# Bradford Guardian 4



## The Tourist (Jun 9, 2016)

I just got my new Bradford Guardian 4. As a knife sharpener, I'm really picky about straight, uniform and sharp bevels. I expected to have to "repair" the edge.

No only is this model made from good cobalt steel, N690, but it came scary sharp and flawlessly crafted. I called Brad and we had a nice chat. I have a Guardian 3 ordered, you know, just for sandwiches and smaller muggers...

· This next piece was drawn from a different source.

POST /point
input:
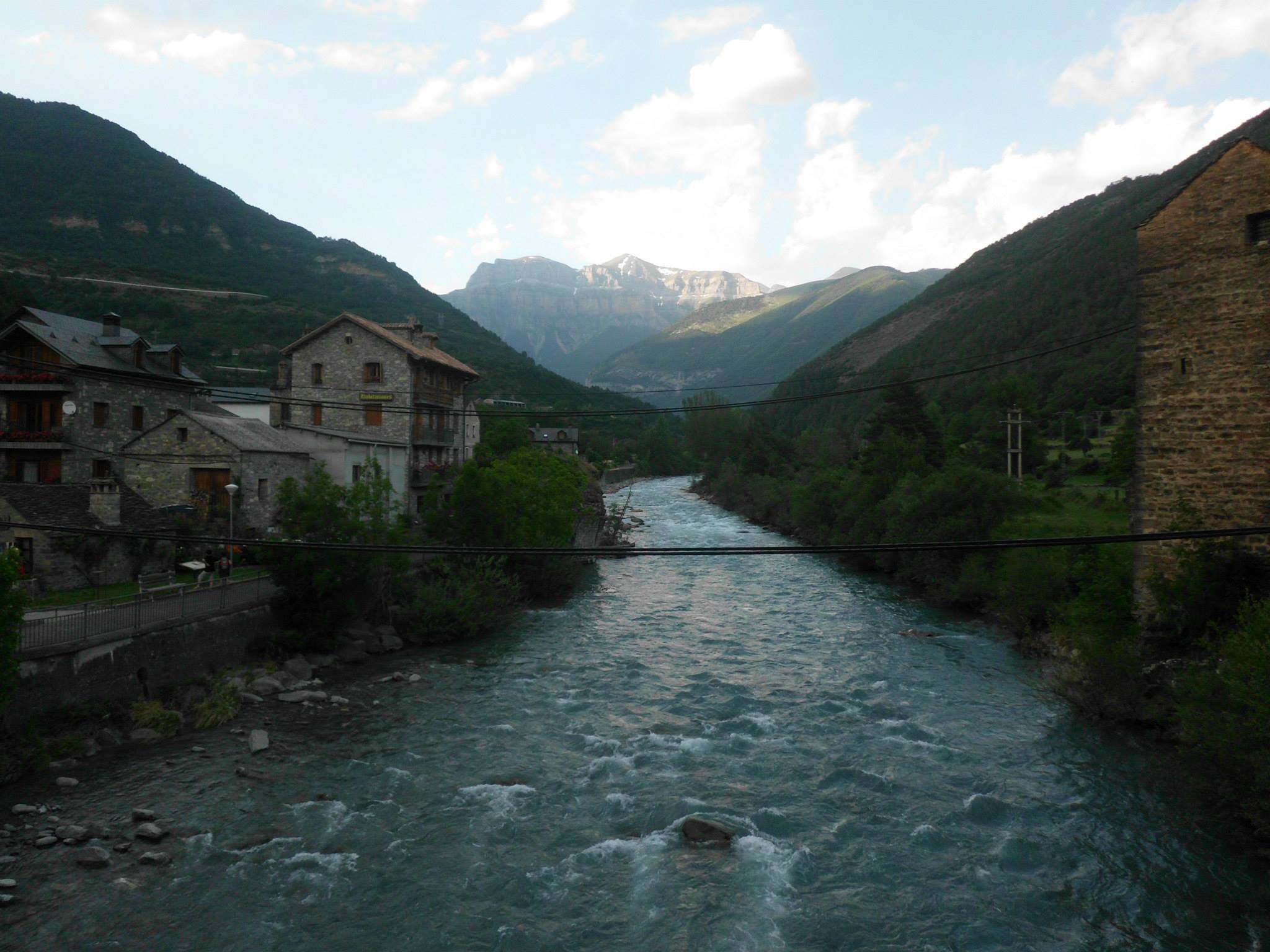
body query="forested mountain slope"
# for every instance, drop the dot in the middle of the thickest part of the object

Check out his stuff. I do not think you can break his knives. I'm recommending his stuff to my clients in law enforcement and to soldiers who are permitted to buy individual tools.


----------



## A Watchman (Sep 14, 2015)

Hey Tourist thanks for the tip ... but most of us provide a link to entice an interested party to ... check out stuff.


----------



## Targetshooter (Dec 4, 2015)

They are way to pricey , you can get knifes just as good at a lower price . jmho


----------



## The Tourist (Jun 9, 2016)

A Watchman said:


> Hey Tourist thanks for the tip ... but most of us provide a link to entice an interested party to ... check out stuff.

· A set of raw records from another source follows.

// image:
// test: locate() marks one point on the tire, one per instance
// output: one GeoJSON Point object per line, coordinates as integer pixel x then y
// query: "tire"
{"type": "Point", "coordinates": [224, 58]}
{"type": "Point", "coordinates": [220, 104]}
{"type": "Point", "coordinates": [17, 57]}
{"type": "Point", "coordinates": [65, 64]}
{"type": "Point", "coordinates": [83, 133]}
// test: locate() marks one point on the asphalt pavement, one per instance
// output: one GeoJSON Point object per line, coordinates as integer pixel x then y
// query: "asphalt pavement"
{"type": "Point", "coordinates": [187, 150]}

My bad. You can find Brad at:

Bradford USA Knives

I try to have a slate of knives for all occasions. For example I'll carry a TOPS C.U.T. 4.0 as a survival knife. Their C.A.T. series is just as strong, a bit smaller and great for a BOB.

I like cobalt alloys and S35VN, so my usual EDC is a ZT0909 or a TOPS Mil-Spie 3.5T

The Bradford series would be used where I might use the C.U.T. 4.0, but where corrosion and edge durability are more important factors. Yes, they are expensive, but so are redheads, and you don't hear many guys complain about that...


----------



## The Tourist (Jun 9, 2016)

Double post


----------



## The Tourist (Jun 9, 2016)

I just received my Guardian 3 as a companion piece for the slightly larger knife. This little guy goes into my jean jacket. For a commercial edge, I cannot believe how uniform and sharp Brad gets these blades.


----------